Euthanasia has been considered illegal in most of the States in the United States. However, words like “euthanasia”, “mercy killing” and “physician assisted suicide” are used by the judges, physicians and attorneys commonly without a proper definition of the terms. In the very narrow sense “physician-assisted suicide” means that a physician provides a lethal dose of tablets with the knowledge that the patient will use them for committing suicide. On the other hand when the physician administers a lethal dose of drugs with the intent of putting an end to the patient’s suffering by making him/her die, such act is regarded as “mercy killing” or “active euthanasia” (Standler, 2005).
The decision to end one’s life is purely a private decision by an adult who is mentally competent to take such a decision. Therefore such decision need not get the approval of other people. Modern medical technologies and medicines make the life of people a prolonged one and thus making the terminally ill patients suffer meaninglessly, where such suffering is needless also. This is the basis on which States tried to pass legislative measures for legalizing Physician-assisted Suicide or Euthanasia. Nevertheless, several attempts by different states to pass legislation to legalize euthanasia have failed (Raven, 2008)
Oregon is the first State in the United States and the first jurisdiction in the world to have legalized euthanasia. The State passed the “Oregon Death with Dignity Act” in the year 1994. The law allows physician-assisted dyeing with certain restrictions. The law survived repeal attempts in the year 1997 and 2005. The law of the State was upheld by the Supreme Court in 2005 in the case of Gonzales v. Oregon.
State of Texas passed the “Texas Futile Care Law” in the year 1999. The law provides for the withdrawal of the life support measures like mechanical respiration from the patients who are terminally ill. To resort to this measure it is necessary to prove that such treatment is considered futile and inappropriate with respect to the patient.
In November 2008, Washington voters approved the initiative 1000 making it an official law drafted on the same lines as that of Oregon Death with Dignity Act. This Act provides terminally ill people the option to resort to medically assisted suicide. Under the Act a physician can prescribe lethal medication to terminally ill patients which could be self-administered. The law is clear in that it does not allow the physicians to inject or administer the lethal dose of medicines into patients who are incapable of injecting the medication on their own.

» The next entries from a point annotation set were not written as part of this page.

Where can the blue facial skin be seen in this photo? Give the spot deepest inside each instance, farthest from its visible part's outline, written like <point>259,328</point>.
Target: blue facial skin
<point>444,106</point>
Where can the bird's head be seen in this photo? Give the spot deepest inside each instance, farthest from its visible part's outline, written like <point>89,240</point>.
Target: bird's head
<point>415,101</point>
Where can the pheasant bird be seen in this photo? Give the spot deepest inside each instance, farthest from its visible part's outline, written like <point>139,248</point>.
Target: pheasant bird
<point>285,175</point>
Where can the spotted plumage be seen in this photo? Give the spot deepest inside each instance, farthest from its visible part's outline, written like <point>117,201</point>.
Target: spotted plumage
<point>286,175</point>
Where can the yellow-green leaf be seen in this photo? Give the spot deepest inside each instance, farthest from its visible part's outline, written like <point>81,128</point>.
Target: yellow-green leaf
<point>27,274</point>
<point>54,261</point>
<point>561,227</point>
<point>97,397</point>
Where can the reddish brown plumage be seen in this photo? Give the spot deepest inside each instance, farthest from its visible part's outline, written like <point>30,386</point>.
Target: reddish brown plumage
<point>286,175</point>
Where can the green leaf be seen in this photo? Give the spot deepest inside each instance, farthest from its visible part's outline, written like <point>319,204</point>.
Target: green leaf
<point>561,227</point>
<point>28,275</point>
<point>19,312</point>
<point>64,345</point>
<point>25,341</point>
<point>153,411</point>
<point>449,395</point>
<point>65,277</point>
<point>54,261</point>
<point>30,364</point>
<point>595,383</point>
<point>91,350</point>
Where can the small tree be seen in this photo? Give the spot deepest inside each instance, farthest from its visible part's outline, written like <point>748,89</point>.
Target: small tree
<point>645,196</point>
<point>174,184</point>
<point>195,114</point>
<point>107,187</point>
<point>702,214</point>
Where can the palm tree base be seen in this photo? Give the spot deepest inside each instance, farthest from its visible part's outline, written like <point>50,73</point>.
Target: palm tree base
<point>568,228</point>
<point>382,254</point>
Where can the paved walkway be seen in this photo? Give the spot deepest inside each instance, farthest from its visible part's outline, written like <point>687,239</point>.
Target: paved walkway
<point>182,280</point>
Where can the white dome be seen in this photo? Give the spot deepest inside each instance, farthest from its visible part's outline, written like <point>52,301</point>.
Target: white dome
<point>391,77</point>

“The measure also requires a patient to orally request the injection twice at least 15 days apart, and submit a written request witnessed by two people, at least one of whom cannot be affiliated with the patient” (Standler, 2005). It is also necessary that two doctors must certify that the patient is terminally ill and would live for a period of less than six months.
The advocates of Physician Assisted Suicide (PAS) claim that PAS and euthanasia help reduce the physical and psychological suffering to the patients and at the same time it also helps to reduce the healthcare costs and make available the resources of doctors and nurses to other needy patients. However, there are contradicting opinions that PAS when made legal may be abused by the physicians as well as the patients (Woodward, 2008).